Snowflake is a modern-day, easy to use analytics Data Warehouse designed for the cloud. Built on top of AWS, Snowflake’s unique architecture uses a SQL Database engine. This makes Snowflake fast and flexible. One of the biggest challenges to set up the Snowflake Data Warehouse is to bring real-time data from all the different applications into Snowflake. This article covers vital Snowflake ETL best practices while migrating data to Snowflake cloud data warehouse.
Data Warehouse Considerations
Before you jump into optimizing the warehouse, you would have to understand the levers that matter.
(A) Understanding Credit charges on Snowflake
Snowflake offers pay per second billing. They allow the different size of the warehouse (Large, X-Large, 2X-Large, etc). Credit charges are calculated based on:
- The number of Clusters (if using a multi-cluster warehouse)
- The number of servers per cluster (a derivative of warehouse size)
- The time duration that each cluster in each server runs for
Having an understanding of this gives you the flexibility to run as many clusters as you want and suspend them when not in need. This, in turn, would help you act smartly and save costs. Try out combinations of different query types and warehouse sizes. This will help you arrive at the right combination for your workloads.
(B) Impact of Query Composition on Snowflake
Like in most Data Warehouses, the size and the complexity of the query determines the number of servers needed to process the query. For complex queries, the number of rows has less impact in comparison to the overall data size.

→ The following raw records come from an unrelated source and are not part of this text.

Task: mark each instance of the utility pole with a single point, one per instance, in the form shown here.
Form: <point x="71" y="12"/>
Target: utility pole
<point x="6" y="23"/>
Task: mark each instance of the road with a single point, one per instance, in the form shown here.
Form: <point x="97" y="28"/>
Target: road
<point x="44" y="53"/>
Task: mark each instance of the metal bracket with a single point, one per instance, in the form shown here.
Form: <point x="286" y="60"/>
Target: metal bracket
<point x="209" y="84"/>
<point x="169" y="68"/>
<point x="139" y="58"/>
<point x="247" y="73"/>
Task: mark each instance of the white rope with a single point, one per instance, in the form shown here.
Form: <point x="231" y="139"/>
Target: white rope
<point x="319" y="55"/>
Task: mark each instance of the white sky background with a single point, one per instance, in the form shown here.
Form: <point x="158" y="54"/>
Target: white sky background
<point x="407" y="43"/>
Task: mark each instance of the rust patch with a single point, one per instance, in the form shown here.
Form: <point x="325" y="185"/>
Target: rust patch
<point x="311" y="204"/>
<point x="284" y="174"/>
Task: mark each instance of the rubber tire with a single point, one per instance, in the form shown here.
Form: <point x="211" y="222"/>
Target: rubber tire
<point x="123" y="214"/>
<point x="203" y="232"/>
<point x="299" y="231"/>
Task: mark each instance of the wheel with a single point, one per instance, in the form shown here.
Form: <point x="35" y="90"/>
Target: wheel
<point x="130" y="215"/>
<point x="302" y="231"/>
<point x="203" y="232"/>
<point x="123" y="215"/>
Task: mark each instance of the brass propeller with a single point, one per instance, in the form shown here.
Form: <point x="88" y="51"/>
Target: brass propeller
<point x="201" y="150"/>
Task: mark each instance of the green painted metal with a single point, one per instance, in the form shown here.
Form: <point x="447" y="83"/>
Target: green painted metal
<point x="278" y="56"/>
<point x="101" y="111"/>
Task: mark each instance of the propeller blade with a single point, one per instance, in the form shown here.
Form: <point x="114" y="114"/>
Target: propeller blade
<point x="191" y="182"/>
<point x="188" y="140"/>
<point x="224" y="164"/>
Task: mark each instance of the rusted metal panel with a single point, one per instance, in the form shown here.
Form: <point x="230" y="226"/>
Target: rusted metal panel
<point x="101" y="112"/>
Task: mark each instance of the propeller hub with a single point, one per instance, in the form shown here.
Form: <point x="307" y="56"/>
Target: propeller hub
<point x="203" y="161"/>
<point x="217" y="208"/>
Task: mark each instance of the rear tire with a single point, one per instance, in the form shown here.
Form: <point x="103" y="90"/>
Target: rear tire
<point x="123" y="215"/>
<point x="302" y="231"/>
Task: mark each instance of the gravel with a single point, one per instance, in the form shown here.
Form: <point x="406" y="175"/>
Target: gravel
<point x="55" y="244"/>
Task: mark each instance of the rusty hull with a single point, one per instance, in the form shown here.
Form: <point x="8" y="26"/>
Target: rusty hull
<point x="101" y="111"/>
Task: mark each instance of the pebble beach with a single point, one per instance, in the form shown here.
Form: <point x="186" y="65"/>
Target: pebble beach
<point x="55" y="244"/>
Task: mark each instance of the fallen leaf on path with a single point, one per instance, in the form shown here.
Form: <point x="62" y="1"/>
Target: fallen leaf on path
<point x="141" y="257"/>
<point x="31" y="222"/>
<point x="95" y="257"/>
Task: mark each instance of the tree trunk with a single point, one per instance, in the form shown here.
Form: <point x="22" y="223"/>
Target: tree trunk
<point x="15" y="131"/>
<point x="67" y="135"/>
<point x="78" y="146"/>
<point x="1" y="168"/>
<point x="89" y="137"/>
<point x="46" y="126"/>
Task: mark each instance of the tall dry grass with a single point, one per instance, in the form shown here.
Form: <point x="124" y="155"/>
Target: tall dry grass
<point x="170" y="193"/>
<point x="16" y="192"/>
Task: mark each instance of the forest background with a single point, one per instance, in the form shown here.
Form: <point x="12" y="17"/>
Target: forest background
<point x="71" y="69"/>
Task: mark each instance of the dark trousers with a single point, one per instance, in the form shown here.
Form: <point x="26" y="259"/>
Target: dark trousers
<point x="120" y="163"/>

The number of table joins, filtering using predicates, etc. has an impact on query processing hence utilize them carefully.
(C) Impact of Caching on Queries
Caching is standard practice in Data Warehousing as it improves the performance of the Warehouse as it enables subsequent queries to read from the cache instead of source tables.
While you consider suspending a warehouse to save credits, remember that you would be letting go of the data in the cache too. This will have an impact on query performance.
Table Design Considerations
While designing your tables in Snowflake, you can take care of the following pointers for efficiency:
Date Data Type: DATE and TIMESTAMP are stored more efficiently than VARCHAR on Snowflake. Hence, instead of a character data type, Snowflake recommends choosing a date or timestamp data type for storing date and timestamp fields. This, in turn, helps in improving query performance.
(A) Referential Integrity Constraints
It is recommended to implement referential integrity constraints in Snowflake. They provide valuable metadata that users can use to understand the schema and the relationships defined between tables.
In Snowflake, referral integrity constraints are not enforced by default. When created, they are disabled. NOT NULL is an exception and is enforced by default.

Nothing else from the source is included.